Saying the City Council stuck its beak where it didn’t belong, a restaurant association sued the city Tuesday in hope of making foie gras legal again.
Meanwhile, a handful of chefs said they will continue to serve the duck and goose liver delicacy — it just won’t appear on the bill.
“The law says we can’t charge for it. It doesn’t say we can’t give it away,” said Michael Tsonton, chef and partner at Copperblue.
The ban was approved by the city council in April and implemented Tuesday. Animal rights activists contend that the production of foie gras — which involves force-feeding ducks and geese to enlarge their livers — is inhumane.
The lawsuit showed that chefs aren’t content muttering in their kitchens about the ban. A related news conference featured several white-jacketed chefs standing before a banner that read “Freedom Of Choice On The Menu.”
The suit, filed by the Illinois Restaurant Association and one restaurant, argues the council overstepped its authority. Aldermen may agree that the production of foie gras is inhumane, but they can’t ban it because none of the force-feeding occurs anywhere near Chicago or even Illinois, the suit says.
The lawsuit followed months of complaints, fund raisers, petitions and special events. In a show of solidarity Tuesday, restaurants that don’t typically serve foie gras, including one pizzeria, gave diners what may be their only chance to utter the phrase, “Mushroom, sausage and foie gras pizza, please.”
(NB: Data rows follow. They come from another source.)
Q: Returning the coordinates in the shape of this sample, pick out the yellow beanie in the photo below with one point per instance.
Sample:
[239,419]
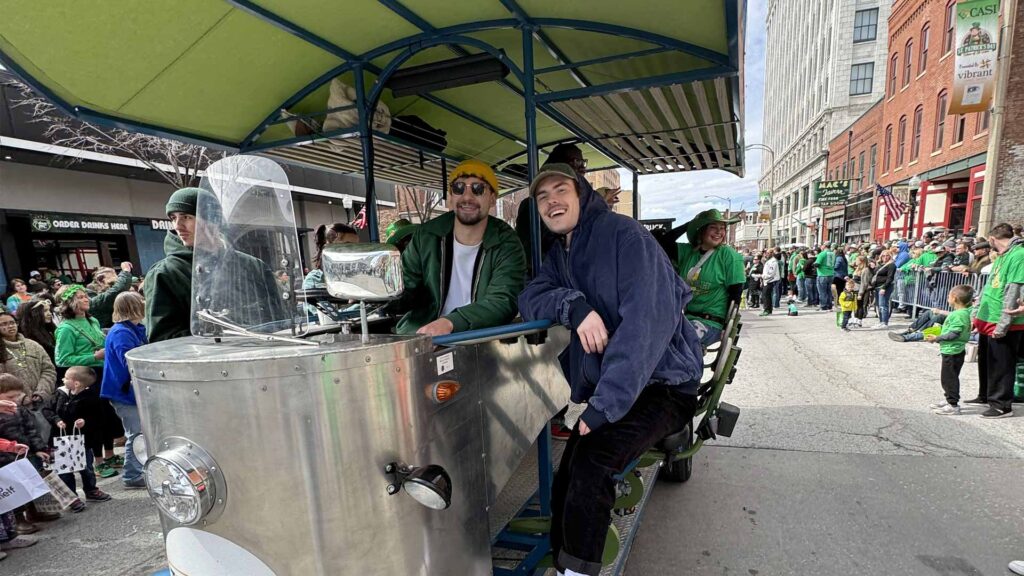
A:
[476,168]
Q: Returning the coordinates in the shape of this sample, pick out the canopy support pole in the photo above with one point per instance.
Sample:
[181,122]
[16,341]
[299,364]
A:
[367,138]
[636,196]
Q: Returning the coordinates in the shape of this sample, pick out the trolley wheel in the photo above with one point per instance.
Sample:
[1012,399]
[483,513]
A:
[680,469]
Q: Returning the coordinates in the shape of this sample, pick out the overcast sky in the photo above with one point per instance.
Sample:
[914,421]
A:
[681,195]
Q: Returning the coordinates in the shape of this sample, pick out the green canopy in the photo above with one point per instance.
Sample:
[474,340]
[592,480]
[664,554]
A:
[651,85]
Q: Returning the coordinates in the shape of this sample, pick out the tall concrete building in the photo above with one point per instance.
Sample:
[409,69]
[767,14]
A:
[824,66]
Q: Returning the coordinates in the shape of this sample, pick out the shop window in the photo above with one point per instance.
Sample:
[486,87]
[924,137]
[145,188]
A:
[919,117]
[888,150]
[861,76]
[960,126]
[940,120]
[901,141]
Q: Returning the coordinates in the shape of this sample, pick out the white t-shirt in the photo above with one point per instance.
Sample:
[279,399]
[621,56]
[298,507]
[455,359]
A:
[461,287]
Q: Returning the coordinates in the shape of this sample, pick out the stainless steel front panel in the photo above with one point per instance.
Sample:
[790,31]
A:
[302,436]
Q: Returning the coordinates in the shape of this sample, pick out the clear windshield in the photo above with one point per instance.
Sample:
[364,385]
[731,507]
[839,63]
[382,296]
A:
[247,261]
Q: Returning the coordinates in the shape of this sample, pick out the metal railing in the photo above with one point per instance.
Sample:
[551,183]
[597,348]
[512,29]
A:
[926,290]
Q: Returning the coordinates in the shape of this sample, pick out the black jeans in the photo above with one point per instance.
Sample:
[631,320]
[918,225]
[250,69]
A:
[951,365]
[584,491]
[1001,368]
[767,295]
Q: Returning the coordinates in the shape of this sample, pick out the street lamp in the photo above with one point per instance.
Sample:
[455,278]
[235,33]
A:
[729,200]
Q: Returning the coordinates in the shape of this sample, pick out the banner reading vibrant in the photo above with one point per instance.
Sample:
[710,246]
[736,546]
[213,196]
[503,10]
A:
[832,193]
[977,51]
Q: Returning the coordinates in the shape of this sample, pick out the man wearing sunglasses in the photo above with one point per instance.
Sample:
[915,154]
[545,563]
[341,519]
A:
[463,270]
[633,357]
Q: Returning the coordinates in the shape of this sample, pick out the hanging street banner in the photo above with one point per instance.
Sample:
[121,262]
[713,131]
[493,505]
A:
[832,193]
[977,51]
Chefs have called the ban an attack on their right to choose what kinds of dishes they want to create and an attack on the rights of consumers.
They also say the ban will cost more than $18 million a year in lost sales, tax revenues and tips — and may even dissuade chefs from opening restaurants here.
“Whether the treatment of animals in Canada, France or New York leading to the production of foie gras is or is not humane is not a problem suitable for legislation by the City of Chicago, let alone a substantial Chicago problem,” the lawsuit argues.
A spokeswoman for the city’s law department said the argument that the city can’t regulate a product because it is not produced here simply does not fly.
“Fireworks, guns, we regulate all those things and they aren’t produced in Chicago,” said Jennifer Hoyle, who said she had not seen the lawsuit.
Alderman Joe Moore, who led the effort to ban foie gras, agreed. “We feel that this is a constitutional ordinance and an ordinance well within the city’s power to enact,” he said.
More than a dozen countries, mostly in Europe, have banned production of the fois gras, pronounced fwah-GRAH and French for “fat liver,” on the grounds of cruelty.
Attorney Barry Rosen, who represents the Illinois Restaurant Association, said he expects to file a motion for a preliminary injunction in the next few weeks.
As for restaurants concerned that diners will go elsewhere, putting foie gras in garnishes may be a solution, at least until the legal battle plays out.
Didier Durand, chef and owner of Cyrano’s Bistrot & Wine Bar, plans to do just that.
“On the check you won’t see foie gras,” Durand said. “You will see roasted potatoes $16.”